From Fast Company, Sarah Kessler reports that some start-ups are hiring employees instead of independent contractors and are still able to provide on-demand services. Sarah writes:
The on-demand economy has given rise to the on-demand worker. Startups like ride-hailing app Uber, courier service Postmates, cleaning services Handy and Homejoy, and grocery delivery app Instacart don’t hire employees. Instead, they act as marketplaces for labor, where every task is a separate transaction between a customer and a member of a distributed workforce. Uber, for instance, connects drivers with people who need a ride. Postmates connects couriers with people who want something delivered. Handy connects cleaners with people whose kitchens need mopping. And so on. The companies make money by charging a commission for the lead that they provide workers who sign up to take jobs through their platforms.
Because these startups have positioned themselves as mere brokers in these transactions, they aren’t required to pay workers benefits or guarantee them a minimum wage. And because they aren’t employees, workers have the freedom and flexibility to work whenever they want.

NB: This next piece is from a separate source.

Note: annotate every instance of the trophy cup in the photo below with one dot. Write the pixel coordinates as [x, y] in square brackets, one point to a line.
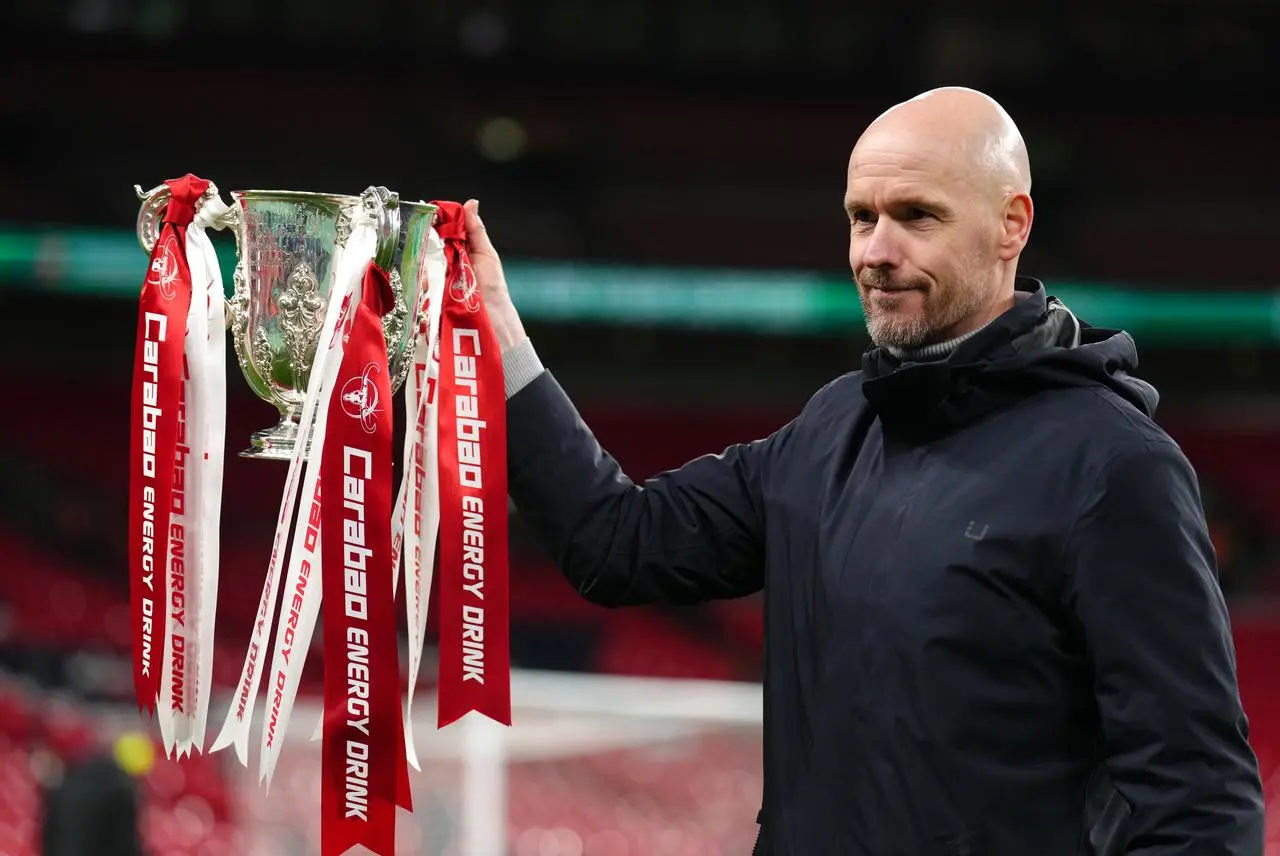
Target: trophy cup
[287, 243]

At face value, building a workforce this way seems like a no-brainer for many startups, which save about 30% on the cost of labor by paying workers as independent contractors.
But a new wave of app-based service businesses are rejecting this workforce strategy. Like their peers who dole out jobs by the gig, these apps empower customers to do everything from order lunch to get their laundry done with the push of a button. At the other end of their buttons, however, are actual employees who make the deliveries, do the cleaning, and run the errands, even if those tasks are doled out by apps. Startups that have foregone the “gig economy” or “1099 economy” in favor of hiring workforces include office cleaning and management service Managed by Q; on-demand restaurants Munchery and Maple; shared-ride service Chariot; and laundry service FlyCleaners. Parcel, a company that receives packages on its customers’ behalf and then delivers them at a time when they’re home, and Alfred, a personal butler service that runs its clients’ household errands, also dispatch their own employees.
Their founders say the business benefits of hiring employees outweigh the extra 30% in labor costs they would save by doling out gigs by smartphone app.